Following the pandemic, it has become more apparent that employees excel when they feel that their work has meaning or importance to it. Even if a role is administrative, if it ties into a company’s greater culture and goals, then it can be fulfilling.
Spencer Welby, Director of People at NCHA, sat down with Luke James, Co-host of The Interview, to discuss his career so far, the importance of culture, and creating a sense of belonging through an organisation.
I am Spencer Welby, Director of People at Nottingham Community Housing Association, although we like to go by NCHA because it keeps us more regionally expansive. As a housing, care and support provider, we employ about 1150 colleagues across several teams. We also have a design element for properties with an architectural and development team. I have been here for five years, and it has been my most pleasurable job. It is a lovely organisation to work for.
I would like to say there was a planned route, but I got a physics degree which doesn’t normally lead to HR. In my twenties, I worked various jobs and then took a questionnaire on what to do, which shouted HR. So I returned to study for a personnel diploma, which set me on this course. If you make the best of the chances that come your way, then it’s as good as fate.

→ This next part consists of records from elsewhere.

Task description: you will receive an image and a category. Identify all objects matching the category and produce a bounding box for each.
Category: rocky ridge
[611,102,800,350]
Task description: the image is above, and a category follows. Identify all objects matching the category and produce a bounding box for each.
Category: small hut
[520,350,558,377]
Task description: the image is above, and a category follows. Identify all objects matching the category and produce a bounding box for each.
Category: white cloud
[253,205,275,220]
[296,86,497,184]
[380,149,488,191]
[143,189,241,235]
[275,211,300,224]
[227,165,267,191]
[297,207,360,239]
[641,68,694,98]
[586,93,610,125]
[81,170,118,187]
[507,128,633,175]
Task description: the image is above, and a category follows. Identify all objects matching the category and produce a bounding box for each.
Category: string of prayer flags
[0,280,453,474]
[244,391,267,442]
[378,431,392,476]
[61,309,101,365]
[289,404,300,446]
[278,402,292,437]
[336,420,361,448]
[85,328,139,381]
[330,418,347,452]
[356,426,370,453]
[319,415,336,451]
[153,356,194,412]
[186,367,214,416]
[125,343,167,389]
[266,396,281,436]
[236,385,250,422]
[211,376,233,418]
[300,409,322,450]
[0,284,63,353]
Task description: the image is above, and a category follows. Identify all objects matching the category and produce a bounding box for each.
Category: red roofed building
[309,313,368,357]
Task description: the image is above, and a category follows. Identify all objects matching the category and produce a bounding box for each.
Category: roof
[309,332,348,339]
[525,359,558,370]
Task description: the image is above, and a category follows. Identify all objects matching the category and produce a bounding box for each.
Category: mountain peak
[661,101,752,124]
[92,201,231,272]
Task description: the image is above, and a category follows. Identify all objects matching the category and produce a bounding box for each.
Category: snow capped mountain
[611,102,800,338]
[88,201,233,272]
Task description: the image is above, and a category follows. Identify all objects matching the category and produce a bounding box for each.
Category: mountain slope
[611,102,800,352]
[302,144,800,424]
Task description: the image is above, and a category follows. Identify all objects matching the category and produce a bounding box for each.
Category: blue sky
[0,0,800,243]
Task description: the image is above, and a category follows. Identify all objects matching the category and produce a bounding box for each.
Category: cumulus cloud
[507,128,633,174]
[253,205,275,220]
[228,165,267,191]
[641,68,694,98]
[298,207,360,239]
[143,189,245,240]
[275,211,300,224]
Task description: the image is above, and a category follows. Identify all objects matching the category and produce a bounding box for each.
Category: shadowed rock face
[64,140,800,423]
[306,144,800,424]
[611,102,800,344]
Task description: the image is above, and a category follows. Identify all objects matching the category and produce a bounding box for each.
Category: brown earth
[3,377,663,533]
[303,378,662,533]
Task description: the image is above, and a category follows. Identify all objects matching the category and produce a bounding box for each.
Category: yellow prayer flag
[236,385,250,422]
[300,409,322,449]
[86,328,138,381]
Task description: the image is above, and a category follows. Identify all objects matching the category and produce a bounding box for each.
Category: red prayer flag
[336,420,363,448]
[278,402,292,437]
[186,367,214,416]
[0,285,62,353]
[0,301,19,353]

This sector is an interesting one because we do care and support as well as housing. The biggest hurdle for a traditional housing provider was agile working. But two-thirds of our workforce are care and support workers, so most of our workforce were frontline, essential workers. We knew immediately that our work had to be centred on supporting our colleagues. Alleviating the need to go on public transport, PPE, and hygiene — we dealt with everything you read in the news. I was asked to lead the Covid response, and I think our team did it fairly well. The other thing that was an obvious issue early on was the miscommunication from the central government. Our comms team spent a lot of time translating every government briefing to make it comprehensible and simplified.
It was horrible, but the outputs have been great. We have agile working, we didn’t furlough anybody, which allowed everyone to keep their momentum, and we also have a focus on wellbeing embedded now.
Our problem is that we are all over the place — literally. We have a campus-style head office, with many buildings along one street. But even in the head office you will have isolated rooms. There isn’t an open plan, modern office environment. Our property services colleagues are in a warehouse near the motorway, we have people all over the midlands too. So our challenge is to get across our messaging and values to all employees when we don’t have a consistent, single workplace.
But culture is our driver. We are fortunate to have a set of values embedded in our induction and process that many people can get behind. We also have meaningful outputs — we’re helping people. So if we combine these things with being consistent in our support and giving everyone opportunities without discrimination, then that has great results.
My view is that you don’t need to demonstrate its commerciality. There is enough research out there demonstrating its value, but regardless, if you can’t deliver or offer inclusive employment, especially when you work in a sector such as ours, then you are failing straight away. It is a base right to work in an inclusive environment. We are past the need to demonstrate that it’s worth it from a commercial angle — we know it’s the right thing to do. You can use the same argument on sustainability practices; you don’t question whether something is profitable when you know it is right. I understand the question more if you’re beholden to shareholders, but we’re not. We’re beholden to society. We essentially operate a triple bottom line approach.
Don’t overlook the value of culture. If you work in a capacity where you’re capable of changing behaviours, then use that power. Don’t tolerate poor performance because it’s how you’ve always done things. Focus on change and culture.